Herzog: All Over the Map
Posted April 05, 2008
The news is out. The Guardian reports that Werner Herzog will direct his own adaptation of Daniel Mason's best-selling novel The Piano Turner. The historical drama follows Edgar Drake, a London piano tuner, who is sent to 19th century Burma to repair a piano that has become central to their peace keeping. No doubt the film will return Herzog to the Southeast Asia he explored in Rescue Dawn. On the other side of the globe, Paste Magazine reports that Herzog will produce a remake of his Amazonian masterpiece Fitzcarraldo, with Daniel Day Lewis signed on to play the lead.
Say Hello Good-bye
Posted April 03, 2008
R.E.M.'s Michael Stipe's happy, shiny lyric "It's the end of the world as we know it and I feel fine," has never been more apt. Simon Pegg and Edgar Wright, the very funny men behind Shaun of the Dead and Hot Fuzz, are now planning to end the world as we know it.

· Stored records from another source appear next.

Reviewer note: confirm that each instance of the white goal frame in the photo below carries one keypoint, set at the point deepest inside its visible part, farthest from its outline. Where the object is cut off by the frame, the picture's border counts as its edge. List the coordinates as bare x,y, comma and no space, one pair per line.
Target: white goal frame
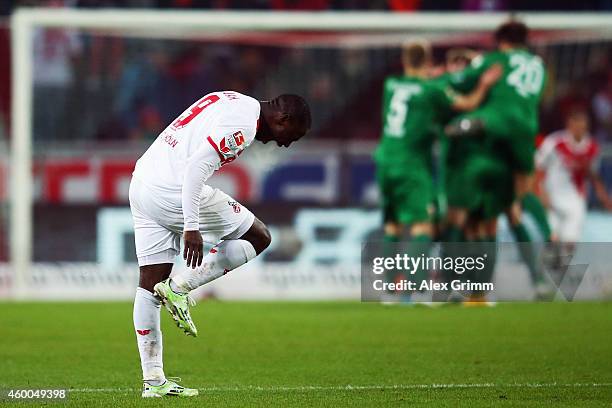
158,22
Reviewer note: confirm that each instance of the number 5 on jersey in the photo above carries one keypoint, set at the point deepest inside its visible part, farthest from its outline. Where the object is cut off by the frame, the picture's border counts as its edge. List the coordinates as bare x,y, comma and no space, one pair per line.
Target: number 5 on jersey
398,110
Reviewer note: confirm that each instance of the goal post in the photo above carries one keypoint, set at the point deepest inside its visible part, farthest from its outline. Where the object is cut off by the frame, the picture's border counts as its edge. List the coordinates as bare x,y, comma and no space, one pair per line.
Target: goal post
177,24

After a full frontal assault with their zombie spoof Shaun of the Dead, and then a sideways ambush with their crime-fighting farce Hot Fuzz, the two told the British Newspaper The Guardian they were planning a "sci-fi/doomsday theme" with the working title being "The World's End."
This marks the end also of what the pair refer to as their three-flavor Cornetto trilogy. Inspired by Krzysztof Kieslowski's "Trois couleurs" series, Pegg and Wright have added flavor to their three way. Shaun of the Dead was strawberry (as part of the blood and ice cream theme), Hot Fuzz reflected the classico brand with its police-blue wrapper, and "The World's End" will be mint choc chip.
Almost a Brother
Posted April 02, 2008
It's hard to think of the Coen Brothers alone, but currently in New York only one brother, Ethan Coen, is putting on a series of his one-act plays under the title Almost an Evening. The night involves three plays: "Waiting," a sort of update of the metaphysical plot device that Beckett used in Godot; "Debate," which entails a real theological debate between Gods; and "Four Benches," in which a British secret agent meets his end in a steam room. The pieces, directed by Neil Pepe and with performances by F. Murray Abraham, Jonathan Cake, and Elizabeth Marvel, will run at New York's Atlantic Theater Company. As Ben Brantley points out in his New York Times review, the play is "touched by the premise that hell lurks right under the surface of, or just around the corner from, everyday life. Make that Hell, with a capital H, the same piece of real estate charted by Dante and Milton."